Li-ion batteries have high energy per unit mass relative to other electrical energy storage systems, as well as a high power-to-weight ratio, high energy efficiency, and good high-temp performance. But there are safety concerns, as witnessed by the Samsung Galaxy Note 7 smartphone recall. Li-ion based systems need to ensure they don’t overheat or malfunction, such as from thermal runaway – when a sequence of exothermic reactions takes place within a cell, leading to overheating and potentially resulting in an explosion. Also, they contain cobalt and nickel, which are costly and toxic.

Lithium-Sulfur

Li-S batteries pack two to three times more energy than their Li-ion counterparts. They’re also less prone to overheating, which means they don’t need the complex control systems that keep Li-ion batteries from erupting in flames when overcharged or overtaxed. Increased safety and the fact that sulfur is abundant and cheap means Li-S power packs would be much less expensive to produce than Li-ion batteries. Unfortunately, Li-S batteries don’t hold a charge for long.

Metal-Air

Iron-air batteries have been around for decades, but they suffered from extreme inefficiency, losing half their power to a side reaction that produces hydrogen. Researchers have reduced the loss to 4 percent, bringing the technology closer to practical use.

Redox Flow

Flow batteries are thought to be the answer for large-scale, grid storage. Car manufacturers are thinking about putting them in vehicles because they are headed for $100 per kWh and their size and weight might fit. They don’t age the way solid batteries do; there are no electrodes to break down over time. They’re also flexible. The solutions can undergo recharging—by a renewable energy source, for instance—or they can simply be replaced with fresh, fully charged solutions.

Solid-State

Solid-state batteries provide substantially higher energy than conventional Li-ion batteries that rely on liquid-based electrolytes. In fact, as much as two to three times more energy. Solid-state batteries can also lower costs due to the potential for eliminating many of the expensive safety features typically associated with Li-ion systems. But solid-state electrolytes are expensive to make…for now.

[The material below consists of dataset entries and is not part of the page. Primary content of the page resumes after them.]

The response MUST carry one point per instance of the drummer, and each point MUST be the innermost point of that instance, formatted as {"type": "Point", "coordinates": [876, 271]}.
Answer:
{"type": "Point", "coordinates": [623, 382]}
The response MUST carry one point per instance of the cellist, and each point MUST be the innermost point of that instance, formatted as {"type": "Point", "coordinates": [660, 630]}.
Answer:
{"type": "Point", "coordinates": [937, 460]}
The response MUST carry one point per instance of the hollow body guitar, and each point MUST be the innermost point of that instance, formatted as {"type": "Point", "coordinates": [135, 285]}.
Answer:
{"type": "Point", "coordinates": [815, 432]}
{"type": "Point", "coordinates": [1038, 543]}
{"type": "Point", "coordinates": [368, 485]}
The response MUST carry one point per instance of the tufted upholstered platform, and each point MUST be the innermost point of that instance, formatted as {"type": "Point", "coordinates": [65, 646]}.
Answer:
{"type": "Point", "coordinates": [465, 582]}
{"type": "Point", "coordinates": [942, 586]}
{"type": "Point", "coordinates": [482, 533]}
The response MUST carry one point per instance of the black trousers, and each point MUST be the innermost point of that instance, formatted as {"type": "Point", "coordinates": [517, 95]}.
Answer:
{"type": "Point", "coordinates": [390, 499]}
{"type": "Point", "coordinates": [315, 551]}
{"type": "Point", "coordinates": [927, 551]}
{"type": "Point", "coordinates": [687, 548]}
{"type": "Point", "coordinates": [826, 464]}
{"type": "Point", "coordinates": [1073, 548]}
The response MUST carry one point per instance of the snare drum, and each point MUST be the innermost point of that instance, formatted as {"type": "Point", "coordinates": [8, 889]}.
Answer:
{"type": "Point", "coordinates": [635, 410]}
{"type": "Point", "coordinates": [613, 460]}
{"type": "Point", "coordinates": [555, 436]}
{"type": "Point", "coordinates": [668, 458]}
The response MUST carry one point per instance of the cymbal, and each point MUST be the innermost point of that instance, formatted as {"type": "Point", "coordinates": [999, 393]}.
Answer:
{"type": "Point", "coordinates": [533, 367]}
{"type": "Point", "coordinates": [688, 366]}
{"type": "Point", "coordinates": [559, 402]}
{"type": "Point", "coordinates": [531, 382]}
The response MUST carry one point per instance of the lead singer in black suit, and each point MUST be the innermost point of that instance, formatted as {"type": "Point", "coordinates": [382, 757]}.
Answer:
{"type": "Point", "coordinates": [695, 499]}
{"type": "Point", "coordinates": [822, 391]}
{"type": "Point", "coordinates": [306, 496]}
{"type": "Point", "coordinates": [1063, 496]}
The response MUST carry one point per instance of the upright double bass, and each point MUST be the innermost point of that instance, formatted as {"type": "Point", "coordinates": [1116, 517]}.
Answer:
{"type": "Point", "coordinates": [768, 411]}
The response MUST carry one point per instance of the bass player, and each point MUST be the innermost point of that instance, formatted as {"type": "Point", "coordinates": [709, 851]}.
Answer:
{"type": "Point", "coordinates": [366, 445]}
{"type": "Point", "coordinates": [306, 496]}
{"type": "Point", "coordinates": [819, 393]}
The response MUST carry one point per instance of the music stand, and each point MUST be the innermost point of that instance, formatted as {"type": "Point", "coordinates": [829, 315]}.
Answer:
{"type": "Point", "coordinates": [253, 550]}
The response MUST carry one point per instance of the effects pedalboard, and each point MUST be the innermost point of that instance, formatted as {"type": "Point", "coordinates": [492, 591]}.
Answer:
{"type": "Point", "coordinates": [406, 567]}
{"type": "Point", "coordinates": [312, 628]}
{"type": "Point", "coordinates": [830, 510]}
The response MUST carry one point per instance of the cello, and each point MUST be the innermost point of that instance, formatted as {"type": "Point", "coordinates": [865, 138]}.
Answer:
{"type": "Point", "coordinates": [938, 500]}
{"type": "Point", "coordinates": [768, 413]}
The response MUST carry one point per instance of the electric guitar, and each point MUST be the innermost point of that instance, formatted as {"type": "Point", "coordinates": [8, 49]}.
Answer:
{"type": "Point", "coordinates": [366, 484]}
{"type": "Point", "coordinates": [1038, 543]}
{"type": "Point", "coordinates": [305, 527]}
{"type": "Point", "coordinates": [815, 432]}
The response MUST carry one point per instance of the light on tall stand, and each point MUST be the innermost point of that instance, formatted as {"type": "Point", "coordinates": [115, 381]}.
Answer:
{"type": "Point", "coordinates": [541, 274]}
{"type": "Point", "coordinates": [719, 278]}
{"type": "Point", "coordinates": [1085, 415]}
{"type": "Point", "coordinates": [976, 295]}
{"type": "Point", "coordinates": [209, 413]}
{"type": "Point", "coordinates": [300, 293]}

Specialized Materials for Batteries

Vibration Isolation

Batteries, especially those in vehicles, need to be packaged to absorb internal impact energy. PORON® polyurethane and BISCO® silicone materials Compression Set Resistance (C-set) withstands collapse due to the stresses of compression and temperature over time. This extends the life of the battery by continuing to seal and absorbing shock.

Environmental Seals

Sensitive electronics need to be packaged to withstand the elements and function in all environments. Safety can be a concern as severe damage is possible – electrical shock or explosion – if a battery pack is not properly sealed. Gaskets based on BISCO® silicone materials seal the interface where a battery is plugged into an electrical grid and provide exceptional UV resistance and cold temperature flexibility. PORON® polyurethanes offer an economical alternative.

Power Electronics

In battery technology, semiconductors serve critical functions: boosting performance, reducing power losses, and optimizing thermal management.

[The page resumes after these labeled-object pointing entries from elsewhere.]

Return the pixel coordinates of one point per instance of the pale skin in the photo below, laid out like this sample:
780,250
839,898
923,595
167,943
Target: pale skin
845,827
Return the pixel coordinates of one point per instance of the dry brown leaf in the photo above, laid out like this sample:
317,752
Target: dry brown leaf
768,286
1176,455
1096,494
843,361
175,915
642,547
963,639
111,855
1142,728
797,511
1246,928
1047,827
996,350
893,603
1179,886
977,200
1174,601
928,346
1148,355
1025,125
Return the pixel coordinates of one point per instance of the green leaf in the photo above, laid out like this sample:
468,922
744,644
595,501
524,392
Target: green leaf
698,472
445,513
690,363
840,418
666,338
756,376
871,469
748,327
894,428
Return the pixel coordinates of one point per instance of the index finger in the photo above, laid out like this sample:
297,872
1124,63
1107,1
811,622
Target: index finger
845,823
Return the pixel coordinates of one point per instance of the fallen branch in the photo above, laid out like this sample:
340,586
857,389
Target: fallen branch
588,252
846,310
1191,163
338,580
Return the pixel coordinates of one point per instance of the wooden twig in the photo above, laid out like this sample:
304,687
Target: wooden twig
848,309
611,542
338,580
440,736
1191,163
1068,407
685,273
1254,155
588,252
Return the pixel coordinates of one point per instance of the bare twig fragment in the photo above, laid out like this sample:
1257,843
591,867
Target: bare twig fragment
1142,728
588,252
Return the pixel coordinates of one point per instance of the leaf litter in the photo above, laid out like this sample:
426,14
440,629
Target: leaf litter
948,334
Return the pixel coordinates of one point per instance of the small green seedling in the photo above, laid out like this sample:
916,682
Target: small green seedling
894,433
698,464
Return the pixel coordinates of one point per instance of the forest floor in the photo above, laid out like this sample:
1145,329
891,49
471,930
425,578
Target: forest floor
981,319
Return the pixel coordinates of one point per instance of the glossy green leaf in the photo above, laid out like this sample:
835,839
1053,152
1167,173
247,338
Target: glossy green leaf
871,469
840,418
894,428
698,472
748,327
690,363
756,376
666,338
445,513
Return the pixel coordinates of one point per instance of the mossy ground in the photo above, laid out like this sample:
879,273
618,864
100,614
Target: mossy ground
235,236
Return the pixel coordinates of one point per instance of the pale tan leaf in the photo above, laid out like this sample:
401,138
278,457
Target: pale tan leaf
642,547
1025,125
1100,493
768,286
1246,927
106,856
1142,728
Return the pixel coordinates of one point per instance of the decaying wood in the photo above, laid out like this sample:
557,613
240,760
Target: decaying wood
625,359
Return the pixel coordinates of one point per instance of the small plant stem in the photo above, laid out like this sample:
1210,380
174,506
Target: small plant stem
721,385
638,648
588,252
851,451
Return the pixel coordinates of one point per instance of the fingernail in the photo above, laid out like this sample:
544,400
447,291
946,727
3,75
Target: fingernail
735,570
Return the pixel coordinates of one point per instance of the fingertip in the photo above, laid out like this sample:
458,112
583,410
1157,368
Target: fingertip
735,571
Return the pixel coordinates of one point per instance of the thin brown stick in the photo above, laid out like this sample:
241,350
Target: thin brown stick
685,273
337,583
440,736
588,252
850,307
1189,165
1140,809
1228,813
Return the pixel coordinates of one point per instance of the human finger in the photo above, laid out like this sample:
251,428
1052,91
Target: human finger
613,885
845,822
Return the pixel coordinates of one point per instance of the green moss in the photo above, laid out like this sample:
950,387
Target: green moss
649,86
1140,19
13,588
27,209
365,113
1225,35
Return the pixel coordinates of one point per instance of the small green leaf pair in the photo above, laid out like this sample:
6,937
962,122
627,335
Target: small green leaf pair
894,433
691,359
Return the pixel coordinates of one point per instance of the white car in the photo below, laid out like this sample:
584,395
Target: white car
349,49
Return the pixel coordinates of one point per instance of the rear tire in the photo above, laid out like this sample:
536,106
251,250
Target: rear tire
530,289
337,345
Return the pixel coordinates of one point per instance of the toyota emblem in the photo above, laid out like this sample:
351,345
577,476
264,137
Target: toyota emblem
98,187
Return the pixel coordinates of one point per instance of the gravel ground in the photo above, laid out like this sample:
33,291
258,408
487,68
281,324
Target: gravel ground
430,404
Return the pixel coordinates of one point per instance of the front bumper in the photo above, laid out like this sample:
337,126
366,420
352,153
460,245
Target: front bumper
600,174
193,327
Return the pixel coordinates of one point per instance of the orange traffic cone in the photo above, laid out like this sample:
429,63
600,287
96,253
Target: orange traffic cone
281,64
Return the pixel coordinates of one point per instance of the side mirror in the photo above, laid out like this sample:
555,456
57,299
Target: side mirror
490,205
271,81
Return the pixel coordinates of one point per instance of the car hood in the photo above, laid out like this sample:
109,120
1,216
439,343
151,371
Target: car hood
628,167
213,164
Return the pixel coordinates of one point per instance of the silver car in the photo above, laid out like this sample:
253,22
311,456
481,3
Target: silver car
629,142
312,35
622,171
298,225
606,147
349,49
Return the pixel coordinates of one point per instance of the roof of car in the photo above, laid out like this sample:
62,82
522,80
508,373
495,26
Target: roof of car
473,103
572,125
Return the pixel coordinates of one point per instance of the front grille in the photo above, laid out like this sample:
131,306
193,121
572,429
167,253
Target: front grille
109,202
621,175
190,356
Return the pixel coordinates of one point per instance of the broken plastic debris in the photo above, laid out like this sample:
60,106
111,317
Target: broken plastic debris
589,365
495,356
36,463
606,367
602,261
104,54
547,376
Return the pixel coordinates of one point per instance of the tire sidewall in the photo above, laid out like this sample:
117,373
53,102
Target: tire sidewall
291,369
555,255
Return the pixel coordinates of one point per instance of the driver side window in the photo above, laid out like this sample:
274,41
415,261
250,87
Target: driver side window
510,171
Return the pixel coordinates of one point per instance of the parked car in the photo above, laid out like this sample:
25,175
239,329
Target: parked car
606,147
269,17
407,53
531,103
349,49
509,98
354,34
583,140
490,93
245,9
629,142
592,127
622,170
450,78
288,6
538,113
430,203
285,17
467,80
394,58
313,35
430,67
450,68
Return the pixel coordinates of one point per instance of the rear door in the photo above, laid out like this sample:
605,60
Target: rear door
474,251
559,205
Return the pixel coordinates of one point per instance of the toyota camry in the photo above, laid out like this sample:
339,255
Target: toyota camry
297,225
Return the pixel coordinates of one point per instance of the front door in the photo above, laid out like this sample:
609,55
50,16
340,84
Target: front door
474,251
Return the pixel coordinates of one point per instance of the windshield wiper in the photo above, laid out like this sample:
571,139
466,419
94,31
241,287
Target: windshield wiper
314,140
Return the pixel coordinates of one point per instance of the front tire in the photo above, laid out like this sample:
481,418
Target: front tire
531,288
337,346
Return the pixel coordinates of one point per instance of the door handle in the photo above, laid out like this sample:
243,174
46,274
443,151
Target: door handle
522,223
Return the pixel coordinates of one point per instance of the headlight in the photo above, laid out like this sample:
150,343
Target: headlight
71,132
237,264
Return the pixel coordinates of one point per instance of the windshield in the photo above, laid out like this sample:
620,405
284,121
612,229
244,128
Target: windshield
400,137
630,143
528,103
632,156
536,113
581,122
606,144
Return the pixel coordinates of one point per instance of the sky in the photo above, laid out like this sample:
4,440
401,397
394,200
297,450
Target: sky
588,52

Rogers’ ROLINX® busbars act as power distribution “highways.” These laminated busbars provide a customized power liaison for connecting battery cells or interconnecting between battery packs. The busbars can integrate both power and signal lines, including, for example, temperature measurement.

In IGBT and MOSFET power modules, substrates provide connections and cool components. curamik® ceramic substrates are able to carry higher currents, provide higher voltage isolation, and operate over a wide temperature range.